Life During Wartime

The Bill and Basil Memorial Sculpture

 
 William M. Brincka and C. Basil Cross purchased a 25 acre property near Chesterton Indiana in the mid 60’s, and creating one of the most widely acclaimed private gardens in the midwest. Towards the end of that decade they also built a Japanese Arts and Crafts styled home, whose main purpose was to bring the garden into the home and to showcase their vast collection of artifacts from travels all over the world. Basil was the European antiquities expert at Marshall Fields for 35 years. Bill’s profession was an artist and for 30 years, art instructor at the Art Institute of Chicago. After Bill started the garden, that became his only art form, and it was truly designed with an artist’s eye. Plants were placed so when they bloomed or changed color, they carried the eye where Bill wanted you to look. They lived the concept of ”house and garden” as one continuous space. One of Bill’s biggest disappointments was that in order to qualify for a full professorship at the School of the Art Institute, you had to be a working, showing artist. But in the schools shortsightedness, they decided that this garden did not qualify as a work of art, even though the chairman of the sculpture department at that time, deemed it so in a book he published. Bill died in 2001, Basil in 2006.

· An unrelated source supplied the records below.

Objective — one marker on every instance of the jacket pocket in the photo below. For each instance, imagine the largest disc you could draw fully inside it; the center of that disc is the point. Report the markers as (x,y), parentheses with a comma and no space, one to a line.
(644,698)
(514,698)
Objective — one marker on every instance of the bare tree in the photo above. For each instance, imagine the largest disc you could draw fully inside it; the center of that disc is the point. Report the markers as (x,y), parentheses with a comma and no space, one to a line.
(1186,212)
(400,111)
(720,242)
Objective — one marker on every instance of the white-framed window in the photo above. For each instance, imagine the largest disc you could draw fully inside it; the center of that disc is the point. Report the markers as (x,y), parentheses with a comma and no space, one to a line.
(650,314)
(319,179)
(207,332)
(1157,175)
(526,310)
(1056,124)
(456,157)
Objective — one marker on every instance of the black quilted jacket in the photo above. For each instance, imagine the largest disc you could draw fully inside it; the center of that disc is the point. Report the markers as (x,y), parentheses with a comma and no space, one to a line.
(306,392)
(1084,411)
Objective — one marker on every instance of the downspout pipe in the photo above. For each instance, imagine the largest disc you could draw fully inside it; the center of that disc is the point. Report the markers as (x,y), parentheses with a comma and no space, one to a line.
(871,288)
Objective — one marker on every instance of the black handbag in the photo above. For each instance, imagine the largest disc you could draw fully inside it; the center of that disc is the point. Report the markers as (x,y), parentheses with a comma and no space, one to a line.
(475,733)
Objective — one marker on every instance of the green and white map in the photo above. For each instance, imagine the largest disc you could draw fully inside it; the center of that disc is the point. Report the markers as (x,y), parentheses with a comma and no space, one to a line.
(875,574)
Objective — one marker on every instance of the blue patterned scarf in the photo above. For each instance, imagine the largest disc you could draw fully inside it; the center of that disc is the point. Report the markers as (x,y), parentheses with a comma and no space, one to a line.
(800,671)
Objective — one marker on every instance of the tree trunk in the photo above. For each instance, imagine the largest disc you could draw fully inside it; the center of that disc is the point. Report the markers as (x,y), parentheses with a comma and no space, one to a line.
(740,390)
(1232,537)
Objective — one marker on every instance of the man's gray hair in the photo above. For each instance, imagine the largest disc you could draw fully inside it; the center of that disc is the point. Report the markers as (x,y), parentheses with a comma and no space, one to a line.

Originally this sculpture was to be erected in their hosta garden, where a similar hand carved granite Japanese pagoda once resided. After funding was cut by the park district, the current owner, a new location was found in Valparaiso, on a property where Bill’s hybridizing experiments are being carried on by a dear friend and former student.

ABOUT THE SCULPTURE
The bare metal is Cor-Ten steel that is made to rust and seal itself. The colored pieces are powdercoated. There is also some stainless and mild steel used. The sculpture was started in 2007 and finished in 2010, with 5 months of actual labor. It is designed with a center column that supports all the stacked pieces. I wanted to show the grounded aspect of a garden; the education aspect of working with plants; the spiritual aspect that comes from knowledge; and the transference of this to us, the next generation. And I want it to be a garden where it’s always summer, sunny and in full bloom.